Manually-proven bivariance
⚓ Rust 📅 2025-12-28 👤 surdeus 👁️ 6I'm making a crate (tentatively named variance-family) for requiring that a family of types parameterized by a 'varying lifetime (like T<'varying>, using a made-up HRT syntax) is covariant or contravariant over 'varying.
TLDR of the below is that I want to know when transmuting &'a mut T<'v1> to &'a mut T<'v2> is sound; is "manually-proven" bivariance sufficient? (As opposed to needing compiler-proven bivariance, where the compiler can prove that 'varying is entirely unused in T<'varying>, making T<'varying> bivariant over 'varying.)
("Bivariance" over 'varying, at least in this post, means being both covariant and contravariant over 'varying. I read that the compiler doesn't internally represent bivariance as covariance + contravariance, but I don't know much about that.)
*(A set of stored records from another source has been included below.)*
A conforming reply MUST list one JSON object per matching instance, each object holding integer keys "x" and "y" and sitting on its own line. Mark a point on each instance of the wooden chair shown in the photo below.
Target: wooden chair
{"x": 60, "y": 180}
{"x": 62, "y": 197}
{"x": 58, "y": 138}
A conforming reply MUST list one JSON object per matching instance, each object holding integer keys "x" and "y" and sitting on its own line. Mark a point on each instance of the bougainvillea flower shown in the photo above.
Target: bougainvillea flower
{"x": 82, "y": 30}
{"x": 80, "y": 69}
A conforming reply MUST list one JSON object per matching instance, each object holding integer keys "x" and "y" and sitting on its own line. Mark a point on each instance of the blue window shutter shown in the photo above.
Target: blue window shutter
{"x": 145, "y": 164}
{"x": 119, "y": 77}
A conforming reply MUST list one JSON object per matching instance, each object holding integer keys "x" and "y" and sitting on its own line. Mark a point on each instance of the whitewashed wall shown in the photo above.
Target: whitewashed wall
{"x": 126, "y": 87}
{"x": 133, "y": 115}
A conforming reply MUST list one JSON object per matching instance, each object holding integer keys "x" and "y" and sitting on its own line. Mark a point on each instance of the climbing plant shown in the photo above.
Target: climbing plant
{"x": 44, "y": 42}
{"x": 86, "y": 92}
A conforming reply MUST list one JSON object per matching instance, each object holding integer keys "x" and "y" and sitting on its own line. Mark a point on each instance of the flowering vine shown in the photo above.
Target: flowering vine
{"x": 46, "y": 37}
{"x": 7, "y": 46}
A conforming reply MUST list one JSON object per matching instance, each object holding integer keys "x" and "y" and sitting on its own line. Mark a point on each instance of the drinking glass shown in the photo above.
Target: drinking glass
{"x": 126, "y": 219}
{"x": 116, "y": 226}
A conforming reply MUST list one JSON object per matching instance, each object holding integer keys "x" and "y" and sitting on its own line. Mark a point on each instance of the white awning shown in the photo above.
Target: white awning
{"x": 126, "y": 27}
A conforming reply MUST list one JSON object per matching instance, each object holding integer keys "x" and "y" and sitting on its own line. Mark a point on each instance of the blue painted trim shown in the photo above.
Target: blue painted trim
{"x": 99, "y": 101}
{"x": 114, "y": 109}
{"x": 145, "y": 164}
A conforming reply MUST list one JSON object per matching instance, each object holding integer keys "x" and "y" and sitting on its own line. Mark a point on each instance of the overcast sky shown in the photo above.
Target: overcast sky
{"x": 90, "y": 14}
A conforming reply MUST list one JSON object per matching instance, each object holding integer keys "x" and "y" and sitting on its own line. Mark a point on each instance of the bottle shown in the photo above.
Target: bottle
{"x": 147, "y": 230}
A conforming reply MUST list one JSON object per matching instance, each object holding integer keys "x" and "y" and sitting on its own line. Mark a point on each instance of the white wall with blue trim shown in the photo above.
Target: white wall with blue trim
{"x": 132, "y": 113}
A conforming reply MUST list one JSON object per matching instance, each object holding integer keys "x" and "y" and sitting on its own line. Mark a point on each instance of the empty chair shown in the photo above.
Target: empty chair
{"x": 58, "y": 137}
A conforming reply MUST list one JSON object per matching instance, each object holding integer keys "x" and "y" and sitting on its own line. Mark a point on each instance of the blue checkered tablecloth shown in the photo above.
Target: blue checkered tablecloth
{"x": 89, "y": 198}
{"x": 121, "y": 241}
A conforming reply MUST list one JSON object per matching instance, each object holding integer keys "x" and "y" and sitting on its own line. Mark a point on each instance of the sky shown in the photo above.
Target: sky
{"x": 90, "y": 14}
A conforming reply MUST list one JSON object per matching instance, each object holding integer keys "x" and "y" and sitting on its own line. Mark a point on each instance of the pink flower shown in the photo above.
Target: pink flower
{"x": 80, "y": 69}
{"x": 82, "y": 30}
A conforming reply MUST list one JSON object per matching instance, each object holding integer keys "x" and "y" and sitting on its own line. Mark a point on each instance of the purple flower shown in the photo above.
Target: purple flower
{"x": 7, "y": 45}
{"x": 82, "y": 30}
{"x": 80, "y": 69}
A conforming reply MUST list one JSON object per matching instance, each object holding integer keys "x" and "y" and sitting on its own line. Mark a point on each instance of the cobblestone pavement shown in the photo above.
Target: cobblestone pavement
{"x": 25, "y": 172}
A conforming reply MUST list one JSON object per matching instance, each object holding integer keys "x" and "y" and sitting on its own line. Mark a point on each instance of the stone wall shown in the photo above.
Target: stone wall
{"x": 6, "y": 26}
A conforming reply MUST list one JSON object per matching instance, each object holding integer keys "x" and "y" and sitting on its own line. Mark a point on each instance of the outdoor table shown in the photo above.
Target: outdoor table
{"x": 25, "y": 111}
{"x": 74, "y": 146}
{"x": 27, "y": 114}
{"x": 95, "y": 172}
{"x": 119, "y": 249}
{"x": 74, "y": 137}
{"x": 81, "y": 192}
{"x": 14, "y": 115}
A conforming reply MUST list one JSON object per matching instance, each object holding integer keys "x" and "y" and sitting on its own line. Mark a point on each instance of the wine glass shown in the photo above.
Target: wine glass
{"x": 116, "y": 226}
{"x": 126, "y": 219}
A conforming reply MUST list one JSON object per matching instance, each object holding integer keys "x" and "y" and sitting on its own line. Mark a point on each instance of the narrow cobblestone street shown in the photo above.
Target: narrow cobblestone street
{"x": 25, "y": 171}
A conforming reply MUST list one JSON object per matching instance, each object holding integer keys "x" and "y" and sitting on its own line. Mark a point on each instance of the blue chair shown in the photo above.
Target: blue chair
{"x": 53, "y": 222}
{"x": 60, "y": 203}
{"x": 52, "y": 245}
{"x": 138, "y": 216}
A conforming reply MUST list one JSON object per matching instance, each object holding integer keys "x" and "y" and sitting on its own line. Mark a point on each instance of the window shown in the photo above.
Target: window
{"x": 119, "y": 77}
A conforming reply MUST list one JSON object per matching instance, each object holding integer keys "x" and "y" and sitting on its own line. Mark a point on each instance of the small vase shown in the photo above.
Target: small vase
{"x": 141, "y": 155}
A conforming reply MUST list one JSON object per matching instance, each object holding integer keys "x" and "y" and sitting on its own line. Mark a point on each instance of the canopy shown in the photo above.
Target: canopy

Manually-proven covariance
I want to permit manually-proven variance; that is, I want to permit people to unsafely assert that transmuting a lifetime in a covariant (or contravariant, or bivariant) way is sound even if the compiler considers the lifetime invariant. For instance,
/// # Variance
/// `unsafe` code (such as usage of `mem::transmute`) is allowed to assume that
/// covariantly changing the `'varying` lifetime of `Foo<'varying>` is sound.
//
// Safety of asserted guarantee to `unsafe` code:
// This struct trivially only uses `'varying` in a soundness-relevant covariant way.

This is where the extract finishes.